Paul Biya ? Jamais un discours qui fâche ou qui pourrait chagriner le monde occidental. Un bon élève : le pays raisonnablement privatisé au plus grand bénéfice des milieux d’affaires français.
Quand Mugabe a déjà affronté des adversaires politiques aux élections législatives de 1980 et 1985, et à la présidentielle de mars 1990, le Cameroun découvre l’existence du mot multipartisme. Et encore, dans la douleur, avec des morts quand les Anglophones de l’ouest du pays ont voulu créer un parti, le Social Democratic Front, en mai 1990. Il faudra plus d’un an, et quelques longues détentions d’obstinés du multipartisme, avant que des partis d’opposition ne soient autorisés. Puis des morts en vrac et à la pelle lorsque les opposants réclameront la tenue d’une conférence nationale, très en vogue à l’époque, pour avoir leur mot à dire sur la Constitution et les lois électorales. Ils ne l’auront pas.
Et puisque pluralisme on nous a imposé, jouons le jeu à notre manière, à la camerounaise.

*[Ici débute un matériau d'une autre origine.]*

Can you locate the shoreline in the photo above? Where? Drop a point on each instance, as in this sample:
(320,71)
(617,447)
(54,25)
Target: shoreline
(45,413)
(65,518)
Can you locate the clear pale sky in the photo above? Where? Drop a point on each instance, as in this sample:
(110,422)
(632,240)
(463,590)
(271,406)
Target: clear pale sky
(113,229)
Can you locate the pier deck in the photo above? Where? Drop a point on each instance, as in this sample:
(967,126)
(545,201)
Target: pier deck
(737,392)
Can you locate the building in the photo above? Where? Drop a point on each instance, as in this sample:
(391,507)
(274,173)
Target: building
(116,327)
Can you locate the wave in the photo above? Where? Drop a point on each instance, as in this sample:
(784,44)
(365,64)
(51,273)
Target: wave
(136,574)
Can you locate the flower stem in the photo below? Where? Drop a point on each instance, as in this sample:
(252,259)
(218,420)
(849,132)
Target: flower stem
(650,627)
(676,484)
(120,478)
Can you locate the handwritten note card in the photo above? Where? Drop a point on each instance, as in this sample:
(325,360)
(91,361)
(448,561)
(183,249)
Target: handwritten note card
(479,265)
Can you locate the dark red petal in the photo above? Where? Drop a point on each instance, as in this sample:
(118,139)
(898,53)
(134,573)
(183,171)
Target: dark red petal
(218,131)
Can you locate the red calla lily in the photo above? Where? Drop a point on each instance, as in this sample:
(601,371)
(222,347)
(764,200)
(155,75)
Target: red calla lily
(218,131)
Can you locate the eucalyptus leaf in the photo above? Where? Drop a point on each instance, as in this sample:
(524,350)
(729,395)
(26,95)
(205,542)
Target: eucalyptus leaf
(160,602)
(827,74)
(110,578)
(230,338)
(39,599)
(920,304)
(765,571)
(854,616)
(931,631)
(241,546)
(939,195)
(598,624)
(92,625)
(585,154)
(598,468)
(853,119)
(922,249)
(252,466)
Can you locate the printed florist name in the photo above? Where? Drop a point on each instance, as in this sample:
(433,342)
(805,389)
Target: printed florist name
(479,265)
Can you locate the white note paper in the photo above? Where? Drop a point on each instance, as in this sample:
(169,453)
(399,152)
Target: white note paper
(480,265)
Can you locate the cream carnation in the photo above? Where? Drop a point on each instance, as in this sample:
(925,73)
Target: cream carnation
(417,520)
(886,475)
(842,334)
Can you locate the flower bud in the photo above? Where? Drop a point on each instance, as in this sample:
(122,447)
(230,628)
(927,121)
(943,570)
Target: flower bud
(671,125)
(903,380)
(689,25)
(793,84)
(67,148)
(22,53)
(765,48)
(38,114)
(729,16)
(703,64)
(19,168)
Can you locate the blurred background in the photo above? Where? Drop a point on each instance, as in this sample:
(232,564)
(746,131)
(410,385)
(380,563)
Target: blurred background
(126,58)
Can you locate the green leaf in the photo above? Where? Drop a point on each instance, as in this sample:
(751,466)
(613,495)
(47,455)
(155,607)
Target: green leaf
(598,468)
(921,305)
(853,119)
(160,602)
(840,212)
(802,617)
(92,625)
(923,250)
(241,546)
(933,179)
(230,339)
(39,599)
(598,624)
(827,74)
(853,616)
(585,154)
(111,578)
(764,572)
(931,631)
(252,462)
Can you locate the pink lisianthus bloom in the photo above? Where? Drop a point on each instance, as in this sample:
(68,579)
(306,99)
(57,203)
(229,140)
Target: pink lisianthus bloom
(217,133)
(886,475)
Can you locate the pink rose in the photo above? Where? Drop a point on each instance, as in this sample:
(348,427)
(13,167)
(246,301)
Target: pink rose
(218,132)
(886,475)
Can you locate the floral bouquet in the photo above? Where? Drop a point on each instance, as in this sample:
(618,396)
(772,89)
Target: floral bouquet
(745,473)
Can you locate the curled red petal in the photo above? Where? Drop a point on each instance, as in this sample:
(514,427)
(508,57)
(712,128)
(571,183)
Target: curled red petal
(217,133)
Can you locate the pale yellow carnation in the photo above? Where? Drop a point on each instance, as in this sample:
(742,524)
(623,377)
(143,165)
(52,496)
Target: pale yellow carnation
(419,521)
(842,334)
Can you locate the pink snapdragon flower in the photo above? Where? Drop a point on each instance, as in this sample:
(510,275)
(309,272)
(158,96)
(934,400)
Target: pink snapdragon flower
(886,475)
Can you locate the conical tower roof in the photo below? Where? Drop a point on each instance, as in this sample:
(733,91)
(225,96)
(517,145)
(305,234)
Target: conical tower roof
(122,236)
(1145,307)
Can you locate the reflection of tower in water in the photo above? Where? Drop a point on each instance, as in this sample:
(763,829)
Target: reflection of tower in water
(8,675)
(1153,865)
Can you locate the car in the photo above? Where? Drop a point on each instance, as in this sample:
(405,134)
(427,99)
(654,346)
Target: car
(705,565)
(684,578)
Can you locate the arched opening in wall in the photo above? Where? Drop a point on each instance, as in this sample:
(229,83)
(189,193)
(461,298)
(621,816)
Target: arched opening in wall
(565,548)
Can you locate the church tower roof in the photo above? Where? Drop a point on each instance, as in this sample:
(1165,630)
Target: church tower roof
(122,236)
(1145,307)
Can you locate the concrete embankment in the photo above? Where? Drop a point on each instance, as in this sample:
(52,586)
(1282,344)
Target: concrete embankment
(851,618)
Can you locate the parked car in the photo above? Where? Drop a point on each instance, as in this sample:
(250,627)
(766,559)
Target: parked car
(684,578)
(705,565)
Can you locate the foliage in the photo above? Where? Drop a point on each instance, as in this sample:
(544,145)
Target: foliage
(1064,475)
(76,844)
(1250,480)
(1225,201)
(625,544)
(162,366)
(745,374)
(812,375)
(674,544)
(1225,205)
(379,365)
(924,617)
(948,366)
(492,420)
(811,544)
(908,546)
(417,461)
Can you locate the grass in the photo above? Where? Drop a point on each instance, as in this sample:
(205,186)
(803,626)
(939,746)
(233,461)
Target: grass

La « démocratie apaisée » répétera en continu Paul Biya, qui inventera un mode de scrutin que ne désavouerait pas Bernard Kouchner.
La présidentielle pluraliste, soit, mais à un seul tour. C’est celui qui est en tête au premier coup de dé qui gagne, et ça tombe bien, c’est toujours Paul Biya qui est en tête et qui gagne toujours. Quand il y a des candidats contre lui. Parfois pas, comme en 1997, mais pas grave, réélu Paul Biya, avec 92,54 % des suffrages et un taux de participation que l’on n’ose écrire ici tant il ferait des jaloux.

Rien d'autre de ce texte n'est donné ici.